Data on the Web
Abstract
The ability of an organization to run smoothly and react to change
with agility depends on many factors. One of the most important
factors is rapid access to critical data, the information necessary to
quickly make informed decisions. In order to assure that critical data
can be accessed efficiently, it must be available in a standard form
and it must be consistent.
Making data available in a standard form involves exposing existing
data from proprietary formats, application-specific standards
(including HTML and XML), and databases in an open,
application-neutral standard such as RDF. Assuring that it is
consistent requires the ability to identify equivalent terms used by
different data sources so that the data can be viewed as a seamless
whole.
Introduction
The Architecture of the World Wide Web [AWWW] describes the
operation of the information space which is the World Wide Web. It
deals mostly with the use of the web for hypertext documents, which
form the majority of the web in 2006.
This document describes the use of the web for data. Like the AWWW,
it motivates the selection of principles, constraints, and good
practices with simplified scenarios that it describes in some detail.
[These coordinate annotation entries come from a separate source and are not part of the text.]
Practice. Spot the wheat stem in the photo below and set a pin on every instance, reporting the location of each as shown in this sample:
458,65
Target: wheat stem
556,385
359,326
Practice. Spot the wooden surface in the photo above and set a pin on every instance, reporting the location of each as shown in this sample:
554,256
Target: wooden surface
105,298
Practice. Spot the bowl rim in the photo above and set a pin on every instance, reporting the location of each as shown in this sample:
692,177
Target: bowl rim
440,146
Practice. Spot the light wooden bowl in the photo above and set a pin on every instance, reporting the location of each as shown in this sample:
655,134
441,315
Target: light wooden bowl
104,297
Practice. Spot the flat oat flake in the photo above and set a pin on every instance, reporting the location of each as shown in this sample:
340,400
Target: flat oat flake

Unlike the AWWW, which describes long-existing practice, this document
describes technology which at the time of this writing is deployed by
a growing but relatively small number of sites. The standards
described herein are around five years old rather than 15 years old.
This document therefore makes a far more detailed analysis of its
motivating examples.
Acme Sales
The subject of our primary scenario is the Acme Widget Company, its
employees, and the events that befall them.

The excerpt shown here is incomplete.